Signing up for Cheaper Arcraft

Release date: 12/10/2012

Joining the Cape Town Convention means a good deal for local airlines. Australian airlines are set to benefit from a move by the federal government to sign the Cape Town Convention covering the international movement of aircraft.

Steve Creedy, The Australian, page 36, 12 October 2012

The 2001 treaty helps facilitate aircraft financing by providing creditors with an internationally recognised set of rights in the event of a debt default or insolvency and sets up an international register for creditors.

The government has been looking at the convention for several years, and Transport Minister Anthony Albanese will announce the decision to sign at the Regional Aviation Association of Australia (RAAA) convention in Queensland today.

The government estimates the decision will save airlines about $2.5 million on the cost of an Airbus A380 and about $330,000 on a new ATR72 turboprop aircraft.

It says discount financing will also be available for purchase of second-hand aircraft in a move that will help smaller regional airlines upgrade and maintain fleets.

A recent study by the Civil Aviation Safety Authority found the average age of the nation’s general aviation fleet to be 40 years, but the average age of bigger, high capacity public transport planes was less than 20 years.

Mr Albanese will tell regional aviation operators that changes in 2011 to the Aircraft Sector Understanding on Export Credits for Civil Aircraft means financing discounts now apply to a wider rang of aircraft, including previously excluded turboprops.

He will argue the combined changes will help renew the Australian aircraft fleet and replace older aircraft with newer, more fuel-efficient models.

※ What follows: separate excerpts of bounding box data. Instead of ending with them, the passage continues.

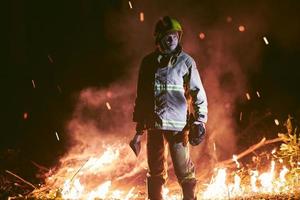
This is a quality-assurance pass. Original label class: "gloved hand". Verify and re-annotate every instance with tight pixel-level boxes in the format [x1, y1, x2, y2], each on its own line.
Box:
[135, 123, 145, 135]
[189, 122, 206, 146]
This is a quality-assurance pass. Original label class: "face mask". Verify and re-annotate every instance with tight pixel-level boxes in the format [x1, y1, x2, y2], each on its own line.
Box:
[160, 32, 179, 53]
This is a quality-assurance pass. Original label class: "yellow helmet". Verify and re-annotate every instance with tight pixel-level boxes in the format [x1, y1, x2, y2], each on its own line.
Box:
[154, 16, 182, 44]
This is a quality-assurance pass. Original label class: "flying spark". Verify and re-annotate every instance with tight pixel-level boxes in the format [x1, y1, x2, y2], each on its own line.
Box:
[31, 80, 35, 88]
[55, 131, 59, 141]
[199, 33, 205, 40]
[232, 155, 240, 168]
[239, 25, 246, 32]
[57, 85, 62, 93]
[140, 12, 144, 22]
[23, 112, 28, 119]
[213, 142, 217, 151]
[106, 102, 111, 110]
[246, 93, 251, 100]
[226, 16, 232, 23]
[256, 91, 260, 98]
[48, 54, 53, 63]
[263, 37, 269, 45]
[128, 1, 132, 9]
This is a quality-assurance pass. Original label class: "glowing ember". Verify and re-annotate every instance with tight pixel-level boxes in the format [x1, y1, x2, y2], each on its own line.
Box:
[128, 1, 132, 9]
[140, 12, 144, 22]
[23, 112, 28, 119]
[199, 33, 205, 40]
[239, 25, 246, 32]
[106, 102, 111, 110]
[246, 93, 251, 100]
[256, 91, 260, 98]
[263, 37, 269, 45]
[57, 85, 62, 93]
[258, 161, 275, 192]
[232, 155, 240, 168]
[226, 16, 232, 23]
[48, 54, 53, 63]
[31, 80, 35, 88]
[213, 142, 217, 151]
[55, 131, 59, 141]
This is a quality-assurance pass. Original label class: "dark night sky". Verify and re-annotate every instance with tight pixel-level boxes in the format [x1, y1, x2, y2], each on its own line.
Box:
[0, 0, 300, 169]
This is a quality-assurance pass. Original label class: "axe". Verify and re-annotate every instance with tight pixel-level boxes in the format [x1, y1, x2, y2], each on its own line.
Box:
[129, 134, 142, 157]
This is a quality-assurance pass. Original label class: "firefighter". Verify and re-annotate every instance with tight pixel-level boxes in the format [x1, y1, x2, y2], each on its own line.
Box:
[133, 16, 207, 200]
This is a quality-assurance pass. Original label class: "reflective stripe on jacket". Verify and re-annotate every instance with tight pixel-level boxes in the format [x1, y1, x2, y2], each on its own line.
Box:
[133, 49, 207, 131]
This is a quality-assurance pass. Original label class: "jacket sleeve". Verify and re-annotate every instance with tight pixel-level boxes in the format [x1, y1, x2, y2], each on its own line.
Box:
[188, 59, 208, 123]
[133, 60, 144, 124]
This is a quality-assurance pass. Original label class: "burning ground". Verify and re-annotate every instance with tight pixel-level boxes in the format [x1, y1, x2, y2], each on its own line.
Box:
[4, 0, 300, 199]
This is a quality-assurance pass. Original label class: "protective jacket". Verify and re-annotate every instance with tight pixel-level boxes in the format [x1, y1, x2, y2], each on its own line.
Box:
[133, 46, 207, 131]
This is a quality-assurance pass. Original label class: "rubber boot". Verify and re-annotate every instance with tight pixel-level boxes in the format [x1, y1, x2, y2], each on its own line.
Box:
[181, 179, 197, 200]
[147, 177, 164, 200]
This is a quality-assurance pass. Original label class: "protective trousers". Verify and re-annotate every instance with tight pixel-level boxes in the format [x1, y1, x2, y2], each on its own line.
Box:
[147, 130, 196, 200]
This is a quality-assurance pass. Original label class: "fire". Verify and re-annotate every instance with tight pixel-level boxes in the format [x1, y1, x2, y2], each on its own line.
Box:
[201, 161, 289, 199]
[28, 138, 293, 200]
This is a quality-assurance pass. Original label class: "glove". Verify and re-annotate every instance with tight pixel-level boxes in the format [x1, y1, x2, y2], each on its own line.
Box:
[135, 123, 145, 135]
[189, 122, 206, 146]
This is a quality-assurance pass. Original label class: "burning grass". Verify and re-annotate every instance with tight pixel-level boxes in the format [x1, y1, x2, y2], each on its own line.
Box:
[1, 117, 300, 200]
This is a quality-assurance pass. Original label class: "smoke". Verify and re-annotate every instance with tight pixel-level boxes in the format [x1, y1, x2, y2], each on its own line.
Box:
[56, 2, 270, 184]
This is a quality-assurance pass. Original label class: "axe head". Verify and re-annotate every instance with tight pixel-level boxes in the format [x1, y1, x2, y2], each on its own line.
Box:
[129, 140, 141, 157]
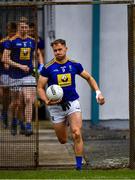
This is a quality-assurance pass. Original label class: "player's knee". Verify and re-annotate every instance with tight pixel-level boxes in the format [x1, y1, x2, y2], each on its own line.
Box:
[58, 138, 67, 144]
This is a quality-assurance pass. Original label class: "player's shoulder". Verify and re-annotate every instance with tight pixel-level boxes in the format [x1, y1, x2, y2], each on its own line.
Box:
[45, 59, 55, 68]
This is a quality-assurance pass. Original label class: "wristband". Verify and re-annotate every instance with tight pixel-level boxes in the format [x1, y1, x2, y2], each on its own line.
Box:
[96, 90, 101, 99]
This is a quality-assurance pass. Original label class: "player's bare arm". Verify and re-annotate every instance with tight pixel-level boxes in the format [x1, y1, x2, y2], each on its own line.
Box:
[37, 75, 59, 105]
[80, 70, 105, 105]
[2, 49, 29, 72]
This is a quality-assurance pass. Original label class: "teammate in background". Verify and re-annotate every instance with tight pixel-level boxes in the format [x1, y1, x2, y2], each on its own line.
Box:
[28, 23, 45, 73]
[2, 20, 43, 136]
[37, 39, 105, 170]
[0, 22, 16, 128]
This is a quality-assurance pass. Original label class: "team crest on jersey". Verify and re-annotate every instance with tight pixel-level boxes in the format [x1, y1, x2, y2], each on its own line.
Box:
[57, 73, 72, 87]
[61, 66, 66, 72]
[20, 48, 31, 60]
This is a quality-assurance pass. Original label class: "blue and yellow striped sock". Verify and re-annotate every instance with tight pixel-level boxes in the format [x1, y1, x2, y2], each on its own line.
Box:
[76, 156, 82, 170]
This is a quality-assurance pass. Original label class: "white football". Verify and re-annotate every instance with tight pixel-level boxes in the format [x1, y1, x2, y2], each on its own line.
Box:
[46, 84, 63, 101]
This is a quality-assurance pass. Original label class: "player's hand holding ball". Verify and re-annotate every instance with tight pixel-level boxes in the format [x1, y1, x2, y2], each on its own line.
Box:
[46, 84, 63, 105]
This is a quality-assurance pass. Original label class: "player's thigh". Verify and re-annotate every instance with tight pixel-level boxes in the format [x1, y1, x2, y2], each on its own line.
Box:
[68, 112, 82, 131]
[53, 121, 67, 139]
[22, 87, 36, 102]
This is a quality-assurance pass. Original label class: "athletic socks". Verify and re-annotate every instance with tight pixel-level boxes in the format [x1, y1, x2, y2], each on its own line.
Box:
[1, 111, 8, 129]
[26, 122, 32, 130]
[76, 156, 82, 170]
[12, 118, 18, 126]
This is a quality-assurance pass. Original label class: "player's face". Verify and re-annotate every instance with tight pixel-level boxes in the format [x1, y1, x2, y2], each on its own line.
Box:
[18, 22, 29, 35]
[52, 43, 67, 60]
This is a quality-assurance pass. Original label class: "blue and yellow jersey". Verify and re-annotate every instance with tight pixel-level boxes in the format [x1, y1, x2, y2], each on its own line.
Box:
[6, 35, 35, 79]
[0, 36, 9, 75]
[37, 37, 45, 50]
[40, 59, 83, 101]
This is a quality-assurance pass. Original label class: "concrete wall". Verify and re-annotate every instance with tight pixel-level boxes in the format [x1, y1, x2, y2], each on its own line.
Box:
[46, 5, 129, 120]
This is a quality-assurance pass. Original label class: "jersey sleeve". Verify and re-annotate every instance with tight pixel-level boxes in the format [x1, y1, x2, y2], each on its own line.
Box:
[40, 66, 49, 78]
[37, 37, 45, 49]
[3, 40, 12, 50]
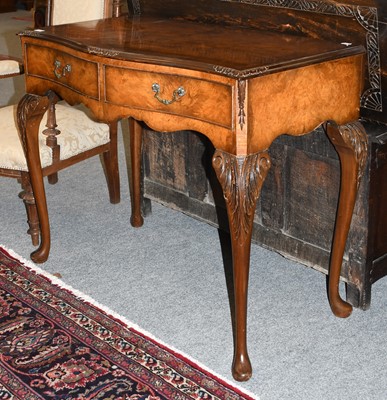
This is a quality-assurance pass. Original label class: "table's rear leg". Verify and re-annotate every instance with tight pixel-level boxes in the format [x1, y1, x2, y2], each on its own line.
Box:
[129, 118, 144, 227]
[326, 121, 368, 318]
[212, 150, 270, 381]
[17, 94, 53, 263]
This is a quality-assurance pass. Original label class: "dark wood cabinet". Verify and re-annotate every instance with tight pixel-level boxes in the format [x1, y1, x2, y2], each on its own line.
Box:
[133, 0, 387, 309]
[0, 0, 17, 13]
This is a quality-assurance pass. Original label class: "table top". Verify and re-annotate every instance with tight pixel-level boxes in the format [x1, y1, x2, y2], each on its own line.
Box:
[21, 16, 365, 79]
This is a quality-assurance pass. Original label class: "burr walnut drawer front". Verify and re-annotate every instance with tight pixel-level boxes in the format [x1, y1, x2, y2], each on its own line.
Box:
[104, 66, 233, 128]
[25, 44, 99, 99]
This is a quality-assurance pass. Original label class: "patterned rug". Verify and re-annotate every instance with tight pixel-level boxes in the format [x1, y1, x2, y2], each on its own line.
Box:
[0, 247, 254, 400]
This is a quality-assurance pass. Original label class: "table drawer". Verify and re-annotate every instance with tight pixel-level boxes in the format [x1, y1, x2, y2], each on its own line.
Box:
[25, 44, 99, 99]
[105, 66, 233, 128]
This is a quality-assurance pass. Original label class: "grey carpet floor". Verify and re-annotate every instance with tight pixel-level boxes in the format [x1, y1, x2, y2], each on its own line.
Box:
[0, 11, 387, 400]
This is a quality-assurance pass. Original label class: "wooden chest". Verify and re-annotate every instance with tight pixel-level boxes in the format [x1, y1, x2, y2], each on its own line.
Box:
[128, 0, 387, 309]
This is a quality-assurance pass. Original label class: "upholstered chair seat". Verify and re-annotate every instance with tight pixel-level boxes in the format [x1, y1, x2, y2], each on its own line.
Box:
[0, 0, 121, 262]
[0, 101, 110, 171]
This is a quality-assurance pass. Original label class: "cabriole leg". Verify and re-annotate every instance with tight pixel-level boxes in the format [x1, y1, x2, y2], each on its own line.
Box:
[17, 94, 50, 263]
[212, 150, 270, 381]
[129, 118, 144, 228]
[326, 121, 368, 318]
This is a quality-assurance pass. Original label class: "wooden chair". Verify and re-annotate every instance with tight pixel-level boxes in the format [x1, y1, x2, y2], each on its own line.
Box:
[0, 0, 120, 253]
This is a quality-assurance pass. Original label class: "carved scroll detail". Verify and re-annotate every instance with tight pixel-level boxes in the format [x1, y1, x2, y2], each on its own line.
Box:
[17, 94, 48, 154]
[238, 81, 246, 129]
[212, 150, 271, 241]
[338, 121, 368, 188]
[220, 0, 383, 112]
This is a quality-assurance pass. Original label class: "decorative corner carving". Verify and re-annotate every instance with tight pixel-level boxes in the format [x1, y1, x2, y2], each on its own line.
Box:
[87, 46, 120, 57]
[212, 150, 271, 242]
[219, 0, 383, 112]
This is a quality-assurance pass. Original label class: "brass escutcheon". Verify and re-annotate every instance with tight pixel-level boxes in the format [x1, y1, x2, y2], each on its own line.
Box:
[152, 83, 186, 106]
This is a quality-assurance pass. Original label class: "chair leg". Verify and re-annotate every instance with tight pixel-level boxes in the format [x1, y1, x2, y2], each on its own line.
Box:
[19, 172, 40, 246]
[103, 121, 121, 204]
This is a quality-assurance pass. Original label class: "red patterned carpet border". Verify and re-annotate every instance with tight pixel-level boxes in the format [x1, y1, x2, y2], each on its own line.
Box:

The government intends to introduce the treaty to parliament later this month and hopes to bring it into domestic law by 2014.

Mr Albanese will also announce today that Dubbo Airport in NSW will receive $320,000 to boost security.

The money will fund the improved passenger screening needed as bigger planes start using the airport. A July 1 change requires regional airports servicing aircraft with a maximum take-off weight from 20,000kg to upgrade security.

The often unpopular security requirements and the impact on regional carriers of fly-in, fly-out operations are among a range of issues being discussed at the RAAA convention.